There’s a lot of talk about the role of money in politics. But even today, the currency that the president trades most in is trust. He needs members of his own party to trust that his leadership will benefit them politically. He needs members of the opposition party to trust that he can deliver votes on any promises he makes. And most importantly, he needs voters, to believe that what he tells them in the campaign will become a reality in the White House.
The fumbling of the Obamacare website, along with broken promises that the law would lower the cost of health insurance and allow people to keep their plan if they liked it, has fundamentally damaged Obama’s credibility.
House Republicans never trusted him. That trust gap was exacerbated by his decision to move the goal posts in negotiations with Boehner over the debt limit. And it has been solidified by this debacle of a rollout.
Obama’s bigger problem is that his rapidly-shrinking election-year coattails could put increasing distance between his administration and his allies in Congress. POLITICO reports that “the Obamacare debacle has been bad enough that it’s tough for Democrats to take on faith that the president can fix the problems.”
One previously supportive Democrat went so far as to say, “I don’t know how he f—ed this up so badly.”

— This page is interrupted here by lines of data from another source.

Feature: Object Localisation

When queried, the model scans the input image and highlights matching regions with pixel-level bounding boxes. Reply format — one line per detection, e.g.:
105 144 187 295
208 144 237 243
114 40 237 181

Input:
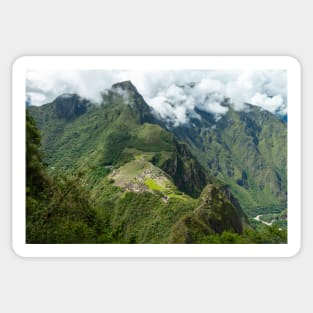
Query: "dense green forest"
26 82 287 244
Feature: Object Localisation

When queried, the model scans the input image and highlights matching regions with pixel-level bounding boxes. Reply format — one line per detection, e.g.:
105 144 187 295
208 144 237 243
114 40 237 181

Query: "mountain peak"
112 80 138 93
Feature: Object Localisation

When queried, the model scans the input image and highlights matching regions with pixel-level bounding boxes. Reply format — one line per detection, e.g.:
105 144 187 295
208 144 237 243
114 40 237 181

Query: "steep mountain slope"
172 101 287 215
29 82 208 196
28 82 250 243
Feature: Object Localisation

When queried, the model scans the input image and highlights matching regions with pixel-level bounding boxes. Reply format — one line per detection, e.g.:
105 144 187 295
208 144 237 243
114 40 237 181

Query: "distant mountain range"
27 81 287 243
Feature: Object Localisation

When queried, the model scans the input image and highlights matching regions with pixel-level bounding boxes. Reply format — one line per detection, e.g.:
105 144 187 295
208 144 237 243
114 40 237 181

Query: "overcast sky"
26 70 287 124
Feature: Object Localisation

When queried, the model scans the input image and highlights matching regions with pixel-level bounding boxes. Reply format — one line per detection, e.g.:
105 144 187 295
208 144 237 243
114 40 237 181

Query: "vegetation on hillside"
26 82 287 243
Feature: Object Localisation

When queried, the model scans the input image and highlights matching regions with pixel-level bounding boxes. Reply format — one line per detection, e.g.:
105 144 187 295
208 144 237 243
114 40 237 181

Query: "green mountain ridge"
172 103 287 213
27 81 283 243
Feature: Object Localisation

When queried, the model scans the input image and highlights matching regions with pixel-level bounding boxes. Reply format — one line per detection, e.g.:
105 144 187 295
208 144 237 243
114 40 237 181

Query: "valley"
27 81 287 243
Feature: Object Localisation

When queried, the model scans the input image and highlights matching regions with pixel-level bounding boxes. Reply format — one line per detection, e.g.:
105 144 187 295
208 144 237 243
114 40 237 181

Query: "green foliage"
174 103 287 214
26 82 287 243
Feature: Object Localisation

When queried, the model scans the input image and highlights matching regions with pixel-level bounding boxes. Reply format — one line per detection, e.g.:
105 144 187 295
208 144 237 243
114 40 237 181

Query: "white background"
0 0 313 313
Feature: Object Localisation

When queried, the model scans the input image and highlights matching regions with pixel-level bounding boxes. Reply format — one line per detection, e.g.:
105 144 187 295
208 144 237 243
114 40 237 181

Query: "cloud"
26 70 287 125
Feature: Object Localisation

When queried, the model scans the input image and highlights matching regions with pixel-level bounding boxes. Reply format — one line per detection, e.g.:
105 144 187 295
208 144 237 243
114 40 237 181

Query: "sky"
26 70 287 125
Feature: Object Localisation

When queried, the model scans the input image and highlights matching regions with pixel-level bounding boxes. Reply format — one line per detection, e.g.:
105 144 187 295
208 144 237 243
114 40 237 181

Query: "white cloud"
27 70 287 125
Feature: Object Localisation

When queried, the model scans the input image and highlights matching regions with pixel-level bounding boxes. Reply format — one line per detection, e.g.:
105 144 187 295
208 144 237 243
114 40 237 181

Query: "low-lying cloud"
26 70 287 125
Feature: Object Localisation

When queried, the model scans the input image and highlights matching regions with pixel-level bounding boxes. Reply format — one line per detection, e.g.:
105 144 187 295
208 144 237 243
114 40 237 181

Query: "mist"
26 70 287 125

Many voters are similarly circumspect. A new Gallup poll finds that only fifty-percent of Americans say the label “honest and trustworthy” applies to President Obama. That’s a steep drop from his first term when his trustworthiness rating hovered around 60 percent. A Quinnipiac poll shows things may be even worse. Following President Obama’s broken “if you like it, you can keep it” promise, Obama’s trustworthiness rating plummeted from 54 percent to 44 percent.
And as John Dickerson writes for Slate, once credibility is lost, it is very difficult to get back:
That’s the natural state of things. President Obama has a particular challenge. He is in a hunkered marathon of damage control. His signature achievement as president is in trouble, polls show Americans trust him less than they ever did, and he’s at that stage in his presidency where his legacy is beginning to be defined. Even the most pure-hearted pilgrim would have to lash himself to the mast to keep from engaging in spin to manage these problems. But when you spin in the middle of a credibility crisis, the garden-variety shadings required by the office can make your problem worse. That’s bad for the president’s standing and for his party, but it’s also bad because it means everything the president says gets a downgrade. If no one listens or believes you, it’s hard to make the case for any good news.

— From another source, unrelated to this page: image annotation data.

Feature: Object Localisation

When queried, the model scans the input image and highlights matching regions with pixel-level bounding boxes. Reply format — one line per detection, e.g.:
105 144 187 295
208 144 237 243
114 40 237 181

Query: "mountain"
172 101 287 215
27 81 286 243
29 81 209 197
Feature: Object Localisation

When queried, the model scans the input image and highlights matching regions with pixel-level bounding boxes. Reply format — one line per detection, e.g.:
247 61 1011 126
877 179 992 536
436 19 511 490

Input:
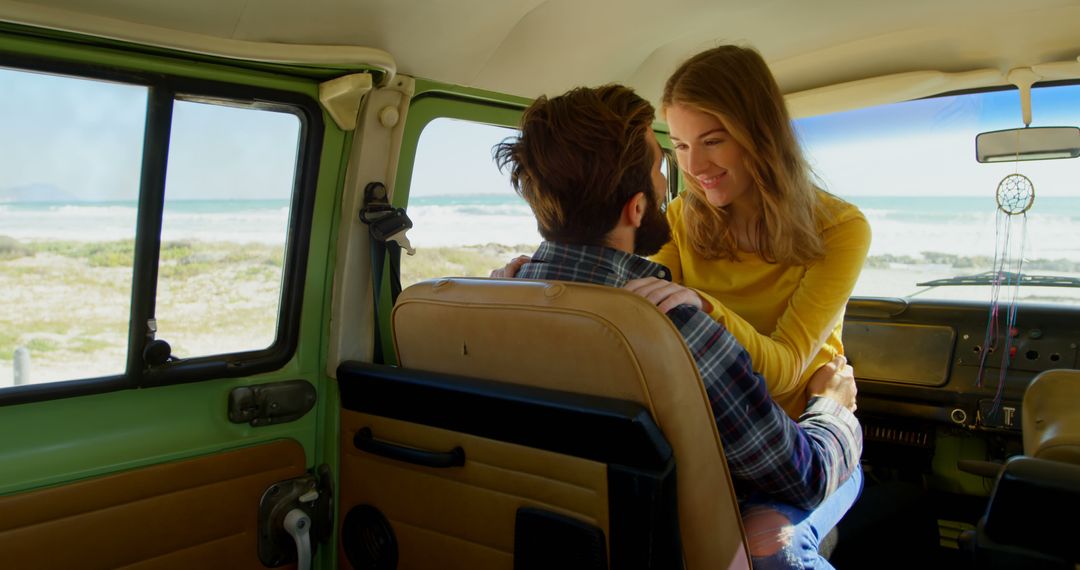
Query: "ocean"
0 194 1080 261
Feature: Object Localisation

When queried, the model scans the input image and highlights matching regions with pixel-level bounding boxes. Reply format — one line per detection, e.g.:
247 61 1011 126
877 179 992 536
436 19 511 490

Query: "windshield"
795 85 1080 304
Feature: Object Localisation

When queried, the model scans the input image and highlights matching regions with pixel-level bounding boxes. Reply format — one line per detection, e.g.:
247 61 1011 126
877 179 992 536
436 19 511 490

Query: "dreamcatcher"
976 173 1035 415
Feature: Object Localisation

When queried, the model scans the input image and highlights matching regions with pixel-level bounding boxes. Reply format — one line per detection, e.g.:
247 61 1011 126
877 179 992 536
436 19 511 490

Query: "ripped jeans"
742 467 863 570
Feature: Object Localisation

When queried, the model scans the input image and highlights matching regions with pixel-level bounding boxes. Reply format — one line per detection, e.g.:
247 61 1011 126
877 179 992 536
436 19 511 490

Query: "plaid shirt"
516 242 863 508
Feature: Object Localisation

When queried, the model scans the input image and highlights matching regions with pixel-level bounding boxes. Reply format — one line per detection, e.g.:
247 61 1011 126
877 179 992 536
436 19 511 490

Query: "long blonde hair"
662 45 825 264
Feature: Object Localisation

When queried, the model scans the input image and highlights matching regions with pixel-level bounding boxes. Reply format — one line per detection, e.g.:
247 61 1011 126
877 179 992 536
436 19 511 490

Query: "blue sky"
0 64 1080 201
0 69 300 201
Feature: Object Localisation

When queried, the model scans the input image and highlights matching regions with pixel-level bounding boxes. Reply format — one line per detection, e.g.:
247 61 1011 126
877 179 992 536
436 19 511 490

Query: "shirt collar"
517 242 671 287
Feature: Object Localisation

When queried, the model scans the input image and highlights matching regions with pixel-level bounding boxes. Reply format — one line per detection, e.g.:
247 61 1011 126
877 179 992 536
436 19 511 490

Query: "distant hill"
0 184 78 203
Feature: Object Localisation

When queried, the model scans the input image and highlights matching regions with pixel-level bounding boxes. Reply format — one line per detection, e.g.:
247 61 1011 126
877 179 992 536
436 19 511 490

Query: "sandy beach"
0 241 1080 386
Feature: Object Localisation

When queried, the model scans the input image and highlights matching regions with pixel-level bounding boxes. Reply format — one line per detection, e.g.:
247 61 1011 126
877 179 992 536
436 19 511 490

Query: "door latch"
258 465 334 570
229 380 315 428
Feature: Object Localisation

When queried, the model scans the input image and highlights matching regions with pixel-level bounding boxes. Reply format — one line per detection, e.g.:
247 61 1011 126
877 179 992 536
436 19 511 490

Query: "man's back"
517 242 862 508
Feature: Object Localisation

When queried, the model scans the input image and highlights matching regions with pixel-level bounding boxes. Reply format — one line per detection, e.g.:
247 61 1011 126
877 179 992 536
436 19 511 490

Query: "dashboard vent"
863 423 933 448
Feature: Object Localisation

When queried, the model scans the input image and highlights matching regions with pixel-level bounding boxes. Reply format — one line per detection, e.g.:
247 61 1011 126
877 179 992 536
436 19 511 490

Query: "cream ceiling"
0 0 1080 114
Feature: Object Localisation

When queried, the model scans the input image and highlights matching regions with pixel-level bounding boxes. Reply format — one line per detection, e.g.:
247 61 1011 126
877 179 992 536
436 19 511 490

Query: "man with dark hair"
495 85 862 567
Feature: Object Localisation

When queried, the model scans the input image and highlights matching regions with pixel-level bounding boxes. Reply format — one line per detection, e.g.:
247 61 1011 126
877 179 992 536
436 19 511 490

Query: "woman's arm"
695 211 870 397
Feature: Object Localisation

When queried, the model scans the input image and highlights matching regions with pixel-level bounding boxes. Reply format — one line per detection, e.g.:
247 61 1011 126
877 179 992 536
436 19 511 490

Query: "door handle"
352 428 465 467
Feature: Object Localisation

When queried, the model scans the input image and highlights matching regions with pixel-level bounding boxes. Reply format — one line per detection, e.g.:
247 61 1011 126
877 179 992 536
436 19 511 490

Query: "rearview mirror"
975 126 1080 162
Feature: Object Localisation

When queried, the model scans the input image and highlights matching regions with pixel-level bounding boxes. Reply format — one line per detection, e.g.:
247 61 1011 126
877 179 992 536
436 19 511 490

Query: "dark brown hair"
494 84 654 245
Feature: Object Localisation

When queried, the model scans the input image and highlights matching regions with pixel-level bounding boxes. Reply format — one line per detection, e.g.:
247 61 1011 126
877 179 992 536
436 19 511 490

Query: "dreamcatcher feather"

One way to slowly rebuild trust is to begin following through on the post-crisis promises you have made. In the White House’s case that means making sure that the website is up and running soon.

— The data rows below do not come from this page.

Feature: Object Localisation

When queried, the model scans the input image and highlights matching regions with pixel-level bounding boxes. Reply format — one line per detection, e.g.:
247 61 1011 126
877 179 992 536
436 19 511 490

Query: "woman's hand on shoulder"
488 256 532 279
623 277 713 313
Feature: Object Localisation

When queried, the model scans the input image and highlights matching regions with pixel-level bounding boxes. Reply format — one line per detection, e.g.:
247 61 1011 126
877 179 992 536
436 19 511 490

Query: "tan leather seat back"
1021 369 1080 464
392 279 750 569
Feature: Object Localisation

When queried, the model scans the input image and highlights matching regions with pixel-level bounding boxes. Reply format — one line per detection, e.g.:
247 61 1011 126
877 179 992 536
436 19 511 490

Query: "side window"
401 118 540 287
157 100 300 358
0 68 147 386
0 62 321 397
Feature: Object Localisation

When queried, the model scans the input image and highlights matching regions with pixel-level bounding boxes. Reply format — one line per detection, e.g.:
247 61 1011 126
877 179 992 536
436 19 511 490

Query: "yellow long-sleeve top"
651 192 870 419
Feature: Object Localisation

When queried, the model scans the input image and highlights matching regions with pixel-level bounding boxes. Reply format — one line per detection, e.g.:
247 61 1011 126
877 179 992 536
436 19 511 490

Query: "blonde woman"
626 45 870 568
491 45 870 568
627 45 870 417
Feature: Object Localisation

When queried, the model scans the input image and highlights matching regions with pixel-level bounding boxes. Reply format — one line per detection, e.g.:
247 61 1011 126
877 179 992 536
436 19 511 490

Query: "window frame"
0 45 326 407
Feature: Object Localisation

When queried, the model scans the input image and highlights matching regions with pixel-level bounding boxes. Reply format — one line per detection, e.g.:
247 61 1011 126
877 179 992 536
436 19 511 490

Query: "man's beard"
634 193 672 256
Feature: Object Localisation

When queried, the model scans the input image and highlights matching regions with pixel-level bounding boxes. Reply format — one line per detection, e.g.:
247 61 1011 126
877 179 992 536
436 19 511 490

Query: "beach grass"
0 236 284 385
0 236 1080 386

“We are confident that by the end of the month of November, Healthcare.gov will operate smoothly,” former White House budget director and go-to problem-fixer Jeff Zients told the press.
It was a promise echoed by Vice President Biden and Health and Human Services Secretary Kathleen Sebelius.
“We assumed that it was up and ready to run,” Biden told HLN. “But the good news is although it’s not – and we apologize for that – we are confident by the end of November it’ll be, and there’ll still be plenty of time for people to register and get online.”
One would think, given the tatters that remains of their credibility, that the Obama Administration would no longer be in the business of making promises that they couldn’t possibly keep. Apparently, you’d be wrong. The Washington Post reports:
Software problems with the federal online health insurance marketplace, especially in handling high volumes, are proving so stubborn that the system is unlikely to work fully by the end of the month as the White House has promised, according to an official with knowledge of the project.
Later reports suggest even worse news. Even though the White House’s tech contractors are going through their “punch list,” they’ve only been successful in repairing about six of every 10 problems that have been addressed. And every fix seems to be uncovering knew problems. A CMS phone call with reporters indicated that “tech workers are finding new capacity problems later in the application process – one that, up until now, they didn’t know about.”
Looks like that credibility crisis could be getting worse.